Love was Never Meant for Two – Ulysses Cabayao, SJ

on

John 3:16-18, Solemnity of the Most Holy Trinity

For two

Love was never meant for two —

Even though lovebirds often talk about a “you” and a “me”. Even though couples understand that they can mutually expect that they will always be there for each other when it matters.

Even though she feels special when the he asks her, “how was your day?”; likewise, though he hates to admit it, he relishes it when she asks him, “are you ok?”.

Should lovers happen to talk about other things and other people, their interest is sustained to the extent that others concern them, and how others affect them, and why others make them feel like this or behave like that. Because what matters to lovers is just the two of them.

As they would say: just us — you and me against all odds. We could almost hear ourselves in them: “You and me—this is our life, this is our world, this our love. This is the story of us. This is ours.”

Ours, us — they’re pronouns that demarcate our love, drawing a protective circle around us and what is ours.

Even though, at times, the ample spaces we were once dwelling in will feel stuffy and constricting.

Even though, sometimes, claiming somebody as mine will suffocate that person, and that same person bragging to others that you are hers or his can sound annoying. At some point, the initial excitement brought about by the possessiveness of our pronouns will fall flat and stale.

Because, you know, love was never meant for two.

You will end up not being enough for someone; someone will end up not being enough for you. Though both of you once shared how you complemented and completed each other, you will come up wanting, lacking, and inadequate. You will run out of what you can give to each other. You will be scraping the bottom of your barrels. You will end up tired and fed up with each other. You will blame him or you will blame her; and you will squabble over “what’s yours” and “what’s mine.”

The line that defines you as individuals, that line that you once believed you could blur with your brand of loving will gradually rear its ugly head; what it divides will eventually dawn on you. It will force you to confront the reality that, after all this time, you are still who you are, and this other person is still who he or she is. You will end up stunned in disbelief over that which you thought was “ours” —what you have once chosen to share with each other will now be selfishly fought over by a differing and different you and me.

Because you know why? Love was never meant for two.

It ought to overflow into another. A third one borne out of two. It is the anxiety of expectant couples. It will surprise them because what they had thought would separate the two of them will end up reminding them about why they got together in the first place. The third one will enlighten the two on how the union of previously solitary lives could intersect to bring and provide life for another. The third one will evoke in the two the reason why the two, contained in those words—us and ours—will never be enough.

Because, as I’ve been telling you, love was never meant for two.

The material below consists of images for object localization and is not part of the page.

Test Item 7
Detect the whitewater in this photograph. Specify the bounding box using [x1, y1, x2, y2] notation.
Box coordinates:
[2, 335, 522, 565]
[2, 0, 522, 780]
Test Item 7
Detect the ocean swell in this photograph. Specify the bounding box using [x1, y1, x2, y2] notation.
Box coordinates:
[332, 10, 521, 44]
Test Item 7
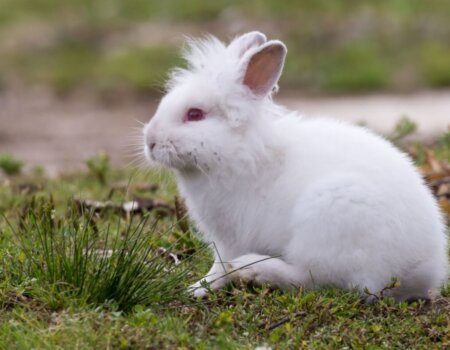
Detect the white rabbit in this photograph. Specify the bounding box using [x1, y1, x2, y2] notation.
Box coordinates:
[143, 31, 448, 301]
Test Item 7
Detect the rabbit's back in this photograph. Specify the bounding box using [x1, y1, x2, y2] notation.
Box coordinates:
[275, 116, 448, 298]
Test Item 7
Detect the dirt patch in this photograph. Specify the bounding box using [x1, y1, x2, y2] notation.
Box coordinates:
[282, 90, 450, 140]
[0, 89, 154, 176]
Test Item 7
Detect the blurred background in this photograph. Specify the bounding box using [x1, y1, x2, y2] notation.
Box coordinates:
[0, 0, 449, 175]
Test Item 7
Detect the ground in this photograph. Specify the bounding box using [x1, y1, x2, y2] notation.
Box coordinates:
[0, 126, 449, 349]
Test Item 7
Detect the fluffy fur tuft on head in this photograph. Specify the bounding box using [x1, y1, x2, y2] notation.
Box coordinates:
[166, 35, 230, 91]
[166, 32, 286, 98]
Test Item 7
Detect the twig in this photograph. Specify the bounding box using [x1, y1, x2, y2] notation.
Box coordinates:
[260, 311, 307, 331]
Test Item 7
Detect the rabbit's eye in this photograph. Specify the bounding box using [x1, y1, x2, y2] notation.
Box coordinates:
[185, 108, 205, 122]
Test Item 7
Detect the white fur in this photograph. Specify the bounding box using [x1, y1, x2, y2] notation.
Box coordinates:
[143, 32, 449, 301]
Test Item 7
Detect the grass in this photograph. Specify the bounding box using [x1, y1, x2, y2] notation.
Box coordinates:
[388, 117, 418, 143]
[435, 131, 450, 163]
[85, 153, 110, 184]
[97, 45, 183, 95]
[0, 153, 23, 176]
[420, 43, 450, 88]
[0, 1, 449, 95]
[7, 197, 192, 312]
[0, 130, 449, 348]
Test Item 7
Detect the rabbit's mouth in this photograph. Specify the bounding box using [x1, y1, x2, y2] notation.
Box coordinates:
[146, 140, 191, 170]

The exclusive vows that people make to each other were really meant to be inclusive and all-embracing. They were not intended to chain a person to another. They were meant to set us free—to love whatever comes out of and through this love.

The thought of loving someone and of being loved by someone ought to make both lovers courageous, generous, and magnanimous enough to include others, to be with others, to share with them their laughter and tears, their joys and fears, their hopes and frustrations.

Love is effusive. Fragile vessels as we are, our cups runneth over. It is in love’s nature to resist what confines and restricts it. It spills over. It cannot be contained; it cannot be bound, not even by solemn promises or formal contracts between two people. It radiates and seeks to encompass everything.

This is why this human love was never meant for two.

Inscribed in our hearts is the Trinitarian impulse. That to love God is to love your fellow human being. That to love another fellow human being is to love God. Love seeks and begets more loving: your child, your family, your friends, your community, our world. It is in being the most loving couple that we become the most loving people as well.

Our love is meant to be fruitful, whose fruits are to be shared with and enjoyed by others. The delight of others at our fecundity feeds into and reinvigorates our love. It will bring the two of us closer as one. When we are as close as can be, then we can be as open as we can.

Our love was never meant for two.

Love is poor at math—where two can be equal to one, and bringing one and one together can result in three. It observes a strange logic. Almost as strange as “what is mine is yours, and what is yours is mine”. And even stranger when we consider that what is ours is not really ours alone. The mystery of the Trinity mirrors this absurd logic of loving. I can’t explain it enough for now. But of this, I’m certain, the Trinity was never meant for two. God was never really meant for two…because there is me and you.